All About Expeller Presses | The Olive Oil Source
 

All About Expeller Presses

Source: The Olive Oil Source
May 04, 2003

Olive oil is increasingly competing with other "healthy" oils on the market shelf.  Health food stores and upscale markets are offering expensive "expeller pressed" seed oils.  Many web visitors to the Olive Oil Source are asking why olive oil isn't expeller pressed if that is a more healthy process.

First of all, olive oil is never made with an expeller press.

An expeller is actually a relatively boring and cheap piece of industrial equipment.  The term "Expeller pressed" is less about the expeller and more about what wasn't used to make the oil. It  implies that a seed oil is more healthful because it has been made without solvents and steam or toxic chemicals in a large industrial sized refining plant.

Continuous pressing by means of expellers (also known as screw presses) is a widely used process for the extraction of oil from oilseeds and nuts.  It replaces the historical method of batch extraction by mechanical or hydraulic pressing. Typically the seeds or nuts (sesame, corn, safflower, rapeseed, peanuts, etc.) are  first cleaned, de-hulled, flaked, cooked and dried, then put through the screw press. 

If you want to know how it works read the fine print: 

According to the Food and Agriculture Organization of the United Nations: "an expeller (consists of a screw (or worm), rotating inside a cylindrical cage (barrel). The material to be pressed is fed between the screw and the barrel and propelled by the rotating screw in a direction parallel to the axis. The configuration of the screw and its shaft is such that the material is progressively compressed as it moves on, towards the discharge end of the cylinder. The compression effect can be achieved, for example, by decreasing the clearance between the screw shaft and the cage ( progressive or step-wise increase of the shaft diameter ) or by reducing the length of the screw flight in the direction of the axial movement The gradually increasing pressure releases the oil which flows out of the press through the slots provided on the periphery of the barrel, while the press-cake continues to move in the direction of the shaft, towards a discharge gate installed at the other extremity of the machine. "

 

Expellers are popular because they are relatively crude inexpensive devices which can even be made in small cities in developing countries.  They can be quite small to handle the harvest from a single farmer or large enough to handle a whole village.  They are made by literally hundreds of manufacturers world-wide.  The same expeller can be used for palm nuts one month and sunflower seeds the next.
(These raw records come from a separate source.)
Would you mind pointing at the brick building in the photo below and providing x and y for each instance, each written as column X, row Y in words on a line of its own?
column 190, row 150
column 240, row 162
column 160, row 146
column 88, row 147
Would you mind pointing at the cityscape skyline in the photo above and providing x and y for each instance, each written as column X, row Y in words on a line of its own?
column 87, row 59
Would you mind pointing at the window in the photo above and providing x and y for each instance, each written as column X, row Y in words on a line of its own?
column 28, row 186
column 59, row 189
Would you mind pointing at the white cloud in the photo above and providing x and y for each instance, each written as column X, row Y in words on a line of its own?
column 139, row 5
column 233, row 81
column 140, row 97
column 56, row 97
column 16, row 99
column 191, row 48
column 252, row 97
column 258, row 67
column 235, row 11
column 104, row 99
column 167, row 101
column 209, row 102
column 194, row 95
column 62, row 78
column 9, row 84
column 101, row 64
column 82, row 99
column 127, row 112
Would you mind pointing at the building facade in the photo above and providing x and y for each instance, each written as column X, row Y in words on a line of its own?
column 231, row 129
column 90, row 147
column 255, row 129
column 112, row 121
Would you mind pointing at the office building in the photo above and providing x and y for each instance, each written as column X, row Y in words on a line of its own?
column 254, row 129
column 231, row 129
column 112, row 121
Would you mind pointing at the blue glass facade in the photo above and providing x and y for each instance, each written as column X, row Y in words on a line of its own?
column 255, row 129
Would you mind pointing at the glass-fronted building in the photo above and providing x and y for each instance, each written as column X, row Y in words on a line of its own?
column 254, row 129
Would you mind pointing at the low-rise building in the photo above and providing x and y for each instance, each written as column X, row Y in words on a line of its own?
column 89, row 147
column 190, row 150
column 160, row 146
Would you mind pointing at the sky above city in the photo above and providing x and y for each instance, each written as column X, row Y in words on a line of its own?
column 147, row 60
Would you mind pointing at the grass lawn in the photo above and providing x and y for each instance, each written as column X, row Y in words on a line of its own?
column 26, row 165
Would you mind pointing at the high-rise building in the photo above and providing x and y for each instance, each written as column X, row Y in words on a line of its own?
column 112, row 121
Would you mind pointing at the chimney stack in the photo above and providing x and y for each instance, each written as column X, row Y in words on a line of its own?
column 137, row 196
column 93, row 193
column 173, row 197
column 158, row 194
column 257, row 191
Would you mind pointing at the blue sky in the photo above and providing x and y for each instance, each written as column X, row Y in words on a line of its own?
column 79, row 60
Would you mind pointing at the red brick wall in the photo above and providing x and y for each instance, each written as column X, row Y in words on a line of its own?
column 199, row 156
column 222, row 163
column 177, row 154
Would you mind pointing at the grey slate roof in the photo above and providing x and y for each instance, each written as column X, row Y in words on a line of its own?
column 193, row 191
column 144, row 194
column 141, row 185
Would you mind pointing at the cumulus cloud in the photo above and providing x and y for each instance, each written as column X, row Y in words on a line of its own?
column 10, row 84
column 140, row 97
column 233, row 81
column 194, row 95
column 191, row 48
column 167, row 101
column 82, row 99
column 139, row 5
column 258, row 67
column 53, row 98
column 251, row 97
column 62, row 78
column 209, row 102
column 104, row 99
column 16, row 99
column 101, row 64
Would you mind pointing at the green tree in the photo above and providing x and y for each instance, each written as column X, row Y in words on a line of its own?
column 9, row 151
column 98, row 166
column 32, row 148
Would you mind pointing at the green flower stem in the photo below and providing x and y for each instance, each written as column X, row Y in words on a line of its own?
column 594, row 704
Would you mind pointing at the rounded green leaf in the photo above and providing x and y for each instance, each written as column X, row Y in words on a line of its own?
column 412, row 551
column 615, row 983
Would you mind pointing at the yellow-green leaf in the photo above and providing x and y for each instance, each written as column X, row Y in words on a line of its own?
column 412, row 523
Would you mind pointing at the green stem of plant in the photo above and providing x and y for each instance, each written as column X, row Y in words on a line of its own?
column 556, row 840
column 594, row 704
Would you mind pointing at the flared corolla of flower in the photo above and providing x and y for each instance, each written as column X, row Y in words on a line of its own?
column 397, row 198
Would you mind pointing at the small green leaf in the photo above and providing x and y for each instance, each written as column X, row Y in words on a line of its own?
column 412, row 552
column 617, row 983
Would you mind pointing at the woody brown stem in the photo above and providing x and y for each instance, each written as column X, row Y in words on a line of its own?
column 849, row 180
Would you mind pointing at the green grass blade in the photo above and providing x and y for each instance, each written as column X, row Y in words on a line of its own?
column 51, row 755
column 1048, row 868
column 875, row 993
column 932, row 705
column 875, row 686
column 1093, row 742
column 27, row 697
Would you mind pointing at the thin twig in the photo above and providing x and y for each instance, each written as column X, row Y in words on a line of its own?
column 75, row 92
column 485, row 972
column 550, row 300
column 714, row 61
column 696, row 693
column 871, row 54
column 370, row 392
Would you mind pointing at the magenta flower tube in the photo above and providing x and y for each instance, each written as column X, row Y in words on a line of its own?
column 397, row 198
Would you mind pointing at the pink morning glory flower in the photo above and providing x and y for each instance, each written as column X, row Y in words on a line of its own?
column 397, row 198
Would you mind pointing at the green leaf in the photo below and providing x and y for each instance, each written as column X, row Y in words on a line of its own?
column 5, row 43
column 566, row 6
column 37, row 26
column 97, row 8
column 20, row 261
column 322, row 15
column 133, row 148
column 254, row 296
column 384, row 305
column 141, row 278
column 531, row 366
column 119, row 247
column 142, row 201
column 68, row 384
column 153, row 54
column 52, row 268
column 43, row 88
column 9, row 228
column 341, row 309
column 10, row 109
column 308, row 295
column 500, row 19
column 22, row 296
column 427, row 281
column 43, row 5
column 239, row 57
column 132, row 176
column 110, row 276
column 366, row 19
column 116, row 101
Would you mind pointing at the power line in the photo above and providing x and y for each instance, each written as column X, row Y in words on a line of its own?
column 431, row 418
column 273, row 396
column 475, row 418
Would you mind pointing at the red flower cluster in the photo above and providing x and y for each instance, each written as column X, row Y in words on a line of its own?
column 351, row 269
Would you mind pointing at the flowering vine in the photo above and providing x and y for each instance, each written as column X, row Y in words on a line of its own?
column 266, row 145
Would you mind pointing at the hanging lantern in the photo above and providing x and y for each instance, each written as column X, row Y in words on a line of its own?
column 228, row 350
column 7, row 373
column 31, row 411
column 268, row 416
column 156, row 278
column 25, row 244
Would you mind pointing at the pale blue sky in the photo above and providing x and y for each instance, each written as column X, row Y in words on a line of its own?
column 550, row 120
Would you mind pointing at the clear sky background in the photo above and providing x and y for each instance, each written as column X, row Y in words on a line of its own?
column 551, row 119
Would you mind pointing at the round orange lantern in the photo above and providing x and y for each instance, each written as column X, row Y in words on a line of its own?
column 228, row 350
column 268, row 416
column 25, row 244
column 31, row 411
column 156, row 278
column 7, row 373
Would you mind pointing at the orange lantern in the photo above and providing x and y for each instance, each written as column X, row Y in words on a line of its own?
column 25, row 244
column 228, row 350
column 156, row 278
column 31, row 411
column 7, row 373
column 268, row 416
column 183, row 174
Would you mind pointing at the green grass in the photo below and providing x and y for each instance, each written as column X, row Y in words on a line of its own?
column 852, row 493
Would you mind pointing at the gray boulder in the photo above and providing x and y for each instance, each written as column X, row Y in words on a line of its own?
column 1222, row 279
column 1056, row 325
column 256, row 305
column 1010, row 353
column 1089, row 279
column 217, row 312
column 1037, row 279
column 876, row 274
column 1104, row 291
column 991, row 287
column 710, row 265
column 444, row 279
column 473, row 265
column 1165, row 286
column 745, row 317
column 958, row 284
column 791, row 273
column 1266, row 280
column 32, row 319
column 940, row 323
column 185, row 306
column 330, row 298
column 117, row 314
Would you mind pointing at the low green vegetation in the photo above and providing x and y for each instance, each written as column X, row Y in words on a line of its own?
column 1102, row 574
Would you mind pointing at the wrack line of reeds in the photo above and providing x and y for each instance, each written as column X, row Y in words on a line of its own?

The disadvantage of an expeller is that even the most sophisticated models cannot remove all of the oil.  It is less of a problem with an oil rich seed such as sesame or peanuts but is a big problem with oil poor seeds such as soybeans where leaving a seedcake with 5% residual oil may represent half the oil in the bean.  Expellers cannot be used with very low oil content agricultural products such as rice bran.

Solvents or steam can be injected into the press to increase yields or can be used afterward on the seedcake to recover any retained oils. If the seeds are not heated or cooked then the yield is lower but there may be health advantages to the resultant oil, hence the "expeller pressed" label.

In contrast to the expeller, most seed oils in the US are made in large plants costing millions of dollars which use heat, solvents and other technology to extract virtually all of the oil.  There are only a few companies worldwide which manufacture such plants which are akin to a petroleum refinery in size and economies of scale.  Trainloads of seeds go in one end and tankers of oil come out the other.  Such large scale technology naturally arouses suspicions in some that the resultant product is somehow inferior.

A seed oil extracted with only the expeller has all of the oil soluble components of the original seeds.  That can include valuable trace minerals, oils and vitamins.  But it can also include undesirable flavors and toxic substances such as are found in rapeseed.

So how is this all relevant to olives?  As stated at the beginning, olives are never pressed with an expeller.  Their moisture content is too high for this type of press. Olive oil is usually separated from the olive pulp using a spinning centrifuge without friction or heat.

As far as the health aspects, 98% of seed oils are produced using heat, steam and solvents.  In contrast, virgin  and extra virgin olive oil is never produced using heat, steam and solvents. 

The 2% of seed oils made with only an expeller are the exception and are considered a whole food product and more healthy.  100% of virgin olive oil is considered a healthy whole food product.  While making seed oils without chemicals might be a new fad, by definition of the International Olive Oil Council,  virgin olive oil has always been made without the use of chemicals.